Even ignoring David Brooks, one can't help but notice that the New York Times publishes many pieces about marriage. Today's is about how it feels when a wedding band falls off:
I noticed the indentation left by the ring, like a phantom band, and the skin tone of this narrow groove, a shade paler than the rest. I felt guilty, as though I had committed an act of infidelity. I imagined my wife’s quiet disappointment; there is nothing in the world quite like it. My hand grew heavy.

The essay is both uninformative and drab. There's only one possible explanation for why the Times printed it: monogamism.

A lot of otherwise sober individuals and media outlets are flamboyantly sentimental when it comes to marriage. I call them the monogamists. These people aren't just personally monogamous. They choose to flaunt their monogamous lifestyle, talking about their spouses in inappropriate venues such as law school classroom discussions and the New York Times. They tell single and polyamorous people "don't worry, you'll find someone" and then peck their legally special someone on the cheek, "mwah." They try to convince me and themselves that marriage is both normal and AWESOME. No one ever points out that, like the miracle of birth, that's a contradiction in terms. Normal is rarely, if ever, awesome.

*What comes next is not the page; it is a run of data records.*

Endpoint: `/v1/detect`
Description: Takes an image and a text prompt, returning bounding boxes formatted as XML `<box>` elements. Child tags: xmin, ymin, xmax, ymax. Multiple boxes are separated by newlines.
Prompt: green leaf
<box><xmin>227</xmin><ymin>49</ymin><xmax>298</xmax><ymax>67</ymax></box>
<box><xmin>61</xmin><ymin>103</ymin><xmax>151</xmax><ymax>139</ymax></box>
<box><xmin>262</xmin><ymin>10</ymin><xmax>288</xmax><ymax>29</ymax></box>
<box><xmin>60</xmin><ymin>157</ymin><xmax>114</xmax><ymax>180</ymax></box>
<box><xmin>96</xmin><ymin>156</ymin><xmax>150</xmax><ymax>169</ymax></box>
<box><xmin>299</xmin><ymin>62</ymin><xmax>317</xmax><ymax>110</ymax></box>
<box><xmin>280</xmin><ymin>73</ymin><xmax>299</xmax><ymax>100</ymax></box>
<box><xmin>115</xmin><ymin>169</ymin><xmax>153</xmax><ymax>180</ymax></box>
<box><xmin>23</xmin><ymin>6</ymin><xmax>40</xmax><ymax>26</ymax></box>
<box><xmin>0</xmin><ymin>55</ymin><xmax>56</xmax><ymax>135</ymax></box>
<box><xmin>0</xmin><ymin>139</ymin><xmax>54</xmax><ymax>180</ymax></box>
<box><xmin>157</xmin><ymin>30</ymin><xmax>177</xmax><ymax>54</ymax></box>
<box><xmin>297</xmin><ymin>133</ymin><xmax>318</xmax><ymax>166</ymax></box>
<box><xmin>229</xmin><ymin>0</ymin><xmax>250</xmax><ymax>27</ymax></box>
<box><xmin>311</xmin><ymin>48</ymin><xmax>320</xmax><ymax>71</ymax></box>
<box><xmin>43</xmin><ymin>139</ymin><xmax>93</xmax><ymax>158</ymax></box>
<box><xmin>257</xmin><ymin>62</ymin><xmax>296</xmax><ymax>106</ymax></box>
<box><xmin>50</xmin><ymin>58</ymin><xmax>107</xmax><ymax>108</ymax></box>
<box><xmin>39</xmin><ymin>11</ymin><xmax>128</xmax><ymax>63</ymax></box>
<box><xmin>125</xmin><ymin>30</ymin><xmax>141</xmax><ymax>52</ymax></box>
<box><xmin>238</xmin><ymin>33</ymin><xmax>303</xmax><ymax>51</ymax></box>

The most offensive monogamist is the New York Times. First, because it's an otherwise intelligent newspaper, so its sponsorship makes marriage sound like an intelligent choice (contrast with Bill O'Reilly or the Roman Catholic Church).

Second, because they favor gay marriage. This is scary-shrewd of them. Gay people used to be the one group in our society that stood for alternative lifestyles. When marriage was a straight thing, single heteros could hang around gay cliques and be normal. But now gay people are just as likely to be smug monogamists as straights.

Because telling a gay person she doesn't have to be single is like telling a female lawyer she doesn't have to wear skirts. In an already pants-wearing world, that means women are going to stop wearing skirts. Wouldn't it be better if we encouraged men to wear skirts? (Trust me guys, it would. Skirts are awesome!) The New York Times has co-opted us, and now single people are homeless.

I'll keep track of monogamism here because somebody has to. Monogamism is the new Marxism and I am scared!